Backtracking · LC #131
Palindrome Partitioning
Backtrack over all ways to cut a string; only extend the current partition when the next substring is a palindrome. Record the partition when the entire string is consumed.
Statement
Problem & Approach
Problem statement, sample I/O, and key reasoning.
Given string `s`, partition it so that every substring is a palindrome. Return all possible partitions.
Sample I/O
Input: s = "aab" Output: [["a","a","b"],["aa","b"]] Input: s = "a" Output: [["a"]]
Intuition
How to Think About It
Intuition
Think of placing cut-points in the string. At each position, try all possible next cuts. Only recurse when the new segment is a palindrome - this is the pruning condition. When we reach the end of the string, the current list of palindromic segments is a valid partition.
Core Concept
bt(start, curr): if start==s.length, record curr. For end from start+1 to s.length: if s[start..end] is palindrome, push it, recurse bt(end, curr), pop. Palindrome check O(L). Precompute dp[i][j] to make checks O(1).
When to use
Partition a string into valid segments; any cut-based backtracking where each segment must satisfy a constraint.
When NOT to use
When you only need minimum cuts (Palindrome Partitioning II - LC 132 uses DP in O(n²)); when n > ~20 (output size explodes).
Key Insights
What to Know Cold
- Palindrome check for each substring can be precomputed in O(n²) using 2D DP.

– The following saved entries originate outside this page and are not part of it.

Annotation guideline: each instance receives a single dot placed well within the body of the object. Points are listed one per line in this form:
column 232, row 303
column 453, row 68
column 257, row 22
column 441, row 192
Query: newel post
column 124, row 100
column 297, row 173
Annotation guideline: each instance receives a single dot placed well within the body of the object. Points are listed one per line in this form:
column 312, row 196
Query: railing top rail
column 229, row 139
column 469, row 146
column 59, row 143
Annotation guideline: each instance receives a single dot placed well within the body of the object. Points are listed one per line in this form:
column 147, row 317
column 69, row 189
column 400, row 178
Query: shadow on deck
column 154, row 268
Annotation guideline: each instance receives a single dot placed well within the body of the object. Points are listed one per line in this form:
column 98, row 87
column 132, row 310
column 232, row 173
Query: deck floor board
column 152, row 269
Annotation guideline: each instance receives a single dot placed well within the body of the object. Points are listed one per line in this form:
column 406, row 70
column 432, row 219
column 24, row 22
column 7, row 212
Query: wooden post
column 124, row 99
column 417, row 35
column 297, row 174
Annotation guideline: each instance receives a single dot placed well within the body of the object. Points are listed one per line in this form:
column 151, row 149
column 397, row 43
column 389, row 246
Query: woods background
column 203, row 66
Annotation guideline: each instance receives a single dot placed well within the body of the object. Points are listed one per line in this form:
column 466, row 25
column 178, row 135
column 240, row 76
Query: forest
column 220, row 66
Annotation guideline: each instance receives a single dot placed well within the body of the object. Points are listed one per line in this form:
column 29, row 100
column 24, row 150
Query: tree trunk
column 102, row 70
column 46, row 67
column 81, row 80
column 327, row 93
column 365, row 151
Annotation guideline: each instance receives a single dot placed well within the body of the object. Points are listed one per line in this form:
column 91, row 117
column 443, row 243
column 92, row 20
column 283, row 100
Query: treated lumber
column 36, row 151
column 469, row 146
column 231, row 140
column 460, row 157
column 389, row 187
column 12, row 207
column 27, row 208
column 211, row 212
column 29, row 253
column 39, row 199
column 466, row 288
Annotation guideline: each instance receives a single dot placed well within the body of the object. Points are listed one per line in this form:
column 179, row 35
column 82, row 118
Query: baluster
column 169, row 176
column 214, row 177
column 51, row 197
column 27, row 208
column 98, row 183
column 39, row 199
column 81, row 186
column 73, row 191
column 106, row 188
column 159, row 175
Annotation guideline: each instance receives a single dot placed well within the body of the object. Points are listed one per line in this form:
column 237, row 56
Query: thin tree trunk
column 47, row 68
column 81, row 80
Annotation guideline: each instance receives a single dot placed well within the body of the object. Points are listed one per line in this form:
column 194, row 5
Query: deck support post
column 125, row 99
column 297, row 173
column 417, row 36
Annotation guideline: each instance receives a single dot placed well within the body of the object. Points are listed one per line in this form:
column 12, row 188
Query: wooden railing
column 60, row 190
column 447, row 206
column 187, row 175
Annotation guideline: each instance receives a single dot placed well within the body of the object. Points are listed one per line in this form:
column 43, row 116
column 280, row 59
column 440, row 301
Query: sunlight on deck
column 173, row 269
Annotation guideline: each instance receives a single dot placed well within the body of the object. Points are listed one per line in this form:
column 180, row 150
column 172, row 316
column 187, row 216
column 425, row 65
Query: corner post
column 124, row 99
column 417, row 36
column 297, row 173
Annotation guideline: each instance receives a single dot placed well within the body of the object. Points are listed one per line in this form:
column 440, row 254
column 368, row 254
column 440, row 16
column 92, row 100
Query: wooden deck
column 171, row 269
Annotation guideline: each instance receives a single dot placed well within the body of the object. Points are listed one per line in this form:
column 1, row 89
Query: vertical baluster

- Only recurse when current segment IS a palindrome - this prunes non-viable branches early.
- Record at start==s.length (leaf), not at every node like Subsets.
- The end index goes to s.length (inclusive) - single characters are always palindromes.
- DP precompute: dp[i][j] = true if s[i..j] is palindrome; saves repeated O(L) checks.
1 example
Worked Examples
All palindrome partitions of "aab"
Find all ways to cut "aab" so every part is a palindrome.
Backtracking with inline palindrome check; precompute DP for O(1) checks.
Output: [["a","a","b"],["aa","b"]]
Combines backtracking with a string property check; follow-up to DP minimum-cuts problem (LC 132).